Les événements de réseautage entre les acteurs de l’industrie sont également un morceau important de l’expérience FME. Ils nous permettent de constater les différentes perspectives des professionnels du milieu, d’échanger sur leur réalité parfois bien différente de la nôtre. Bref, c’est une occasion d’approfondir nos connaissances et notre attachement à un milieu culturel trop souvent négligé par les organismes subventionnaires. Ça donne aussi, égoïstement, du sens à nos comptes rendus et, moins égoïstement, à toi lecteur qui parcours mes lignes.

En plus des acteurs de l’industrie québécoise, le FME accueille des professionnels européens. Les discussions y sont riches, et constater les différences entre ce qui se fait ici et outre-mer est enrichissant et à la fois perturbant. Je parlais de subventions : l’argent qui permet aux artistes de s’épanouir, de sortir de chez eux pour faire rayonner leur origine partout où ils passent demeure un enjeu clé à la croissance de nos artistes locaux. Il est facile d’idéaliser la réalité qui n’est pas la nôtre, mais j’ai senti chez les Européens un amour propre pour la musique, une envie de s’investir, une passion fervente. J’espère un jour avoir la chance de vous visiter et de constater le tout de mes propres tripes.

En partage

Cette année, ecoutedonc.ca a été invité à animer une table ronde sur la santé auditive organisée par les Scènes de la musique alternative du Québec (SMAQ). Les discussions ont traité autant des risques courus par les travailleurs de l’industrie que de l’engagement que devrait prendre l’État afin de sensibiliser et de protéger les travailleurs en question. Encore ici, nos amis européens ont apporté une perspective éclairante. En effet, en France, des réglementations encadrent désormais les lieux où l’on diffuse de la musique amplifiée. Évidemment, rien n’est parfait, mais des organisations comme AGI-SON, qui oeuvre depuis 20 ans pour une gestion sonore conciliant préservation de la santé auditive, respect de l’environnement et des conditions de la pratique musicale, nous démontre bien que le Québec est en retard. Par exemple, les SMAQ sont eux-mêmes en train de développer un projet en ce sens qui peine à trouver, eh oui, des subventions. La culture passe la puck à la santé et vice-versa.

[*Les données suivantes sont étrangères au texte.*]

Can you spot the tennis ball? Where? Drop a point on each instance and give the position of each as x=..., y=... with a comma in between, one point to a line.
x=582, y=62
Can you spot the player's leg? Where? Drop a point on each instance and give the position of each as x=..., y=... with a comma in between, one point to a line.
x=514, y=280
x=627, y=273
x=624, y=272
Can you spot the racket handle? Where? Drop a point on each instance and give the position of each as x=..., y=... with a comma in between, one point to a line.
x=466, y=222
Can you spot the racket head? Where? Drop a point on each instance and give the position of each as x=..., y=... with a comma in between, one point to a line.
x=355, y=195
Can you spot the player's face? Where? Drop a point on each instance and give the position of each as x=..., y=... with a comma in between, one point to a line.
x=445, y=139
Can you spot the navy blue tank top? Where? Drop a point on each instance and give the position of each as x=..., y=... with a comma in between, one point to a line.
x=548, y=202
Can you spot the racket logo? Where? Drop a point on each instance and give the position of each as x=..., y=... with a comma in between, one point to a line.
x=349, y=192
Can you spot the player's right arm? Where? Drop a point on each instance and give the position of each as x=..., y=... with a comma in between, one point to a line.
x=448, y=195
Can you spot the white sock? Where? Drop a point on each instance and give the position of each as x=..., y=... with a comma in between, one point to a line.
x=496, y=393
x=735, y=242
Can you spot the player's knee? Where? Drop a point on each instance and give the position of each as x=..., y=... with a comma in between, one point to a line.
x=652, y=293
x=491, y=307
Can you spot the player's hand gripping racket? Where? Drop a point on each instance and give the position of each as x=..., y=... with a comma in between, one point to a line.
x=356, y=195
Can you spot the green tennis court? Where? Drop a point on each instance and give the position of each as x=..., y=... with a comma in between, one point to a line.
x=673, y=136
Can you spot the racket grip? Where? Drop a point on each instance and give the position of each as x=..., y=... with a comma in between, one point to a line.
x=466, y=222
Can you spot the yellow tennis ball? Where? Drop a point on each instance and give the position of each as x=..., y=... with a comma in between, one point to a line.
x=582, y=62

Pendant ce temps, je constate autour de moi que rares sont les gens qui protègent leur audition. Pourtant, saviez-vous que l’oreille humaine peut tolérer sans protection une musique amplifiée à 105 décibels uniquement 5 minutes? Un concert rock peut atteindre jusqu’à 120 décibels, et à ce niveau, les dommages débutent après une exposition de 30 secondes. Les dommages auditifs sont irréversibles et c’est pourquoi, dans mon entourage, je sensibilise régulièrement et invite mes pairs à porter des bouchons filtrés permettant d’entendre toutes les nuances que nous proposent les musiciens. J’étais donc honorée que les SMAQ m’invitent à animer cette discussion sur un sujet qui me tient autant à coeur.

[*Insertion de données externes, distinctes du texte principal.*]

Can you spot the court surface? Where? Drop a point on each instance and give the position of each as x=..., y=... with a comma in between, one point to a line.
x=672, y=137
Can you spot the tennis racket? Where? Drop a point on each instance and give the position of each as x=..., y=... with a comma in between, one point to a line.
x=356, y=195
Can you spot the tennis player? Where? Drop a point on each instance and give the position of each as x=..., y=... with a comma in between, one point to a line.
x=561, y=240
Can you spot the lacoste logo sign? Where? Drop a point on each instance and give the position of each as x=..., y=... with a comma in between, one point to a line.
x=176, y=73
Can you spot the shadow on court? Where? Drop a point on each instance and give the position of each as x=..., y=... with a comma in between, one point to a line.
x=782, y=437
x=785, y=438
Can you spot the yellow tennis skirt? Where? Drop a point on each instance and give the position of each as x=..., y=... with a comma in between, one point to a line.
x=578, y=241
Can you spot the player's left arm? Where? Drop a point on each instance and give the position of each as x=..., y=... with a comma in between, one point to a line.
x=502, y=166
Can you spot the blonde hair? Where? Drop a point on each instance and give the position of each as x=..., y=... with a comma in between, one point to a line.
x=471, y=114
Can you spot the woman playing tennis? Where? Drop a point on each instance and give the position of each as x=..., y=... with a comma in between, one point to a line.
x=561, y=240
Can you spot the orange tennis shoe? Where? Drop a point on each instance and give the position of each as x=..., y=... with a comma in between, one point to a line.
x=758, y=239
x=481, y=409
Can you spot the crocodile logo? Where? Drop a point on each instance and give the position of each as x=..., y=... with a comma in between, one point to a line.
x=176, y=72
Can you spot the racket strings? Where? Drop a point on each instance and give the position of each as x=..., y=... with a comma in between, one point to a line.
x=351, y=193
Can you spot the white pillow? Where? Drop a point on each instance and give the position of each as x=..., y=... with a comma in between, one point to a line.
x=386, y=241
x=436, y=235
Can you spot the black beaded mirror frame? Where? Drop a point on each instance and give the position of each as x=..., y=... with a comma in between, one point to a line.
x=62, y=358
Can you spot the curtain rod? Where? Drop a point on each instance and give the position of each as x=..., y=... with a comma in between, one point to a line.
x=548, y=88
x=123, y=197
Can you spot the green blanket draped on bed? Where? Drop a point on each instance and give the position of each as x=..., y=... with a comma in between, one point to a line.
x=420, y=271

Ce que je retiens donc du FME, c’est que le festival est une source inépuisable de motivation, une occasion de se reconnecter avec les raisons qui nous unissent, que c’est un espace de découvertes tant musicale qu’humaine. C’est personnellement pour ces moments qu’écrire ces mots m’anime toujours autant. Merci Rouyn, merci à chacune de personnes qui a façonné mon expérience et merci aux musiciens qui nous partagent leur passion et qui ravivent nos désirs de s’impliquer pour la scène émergente.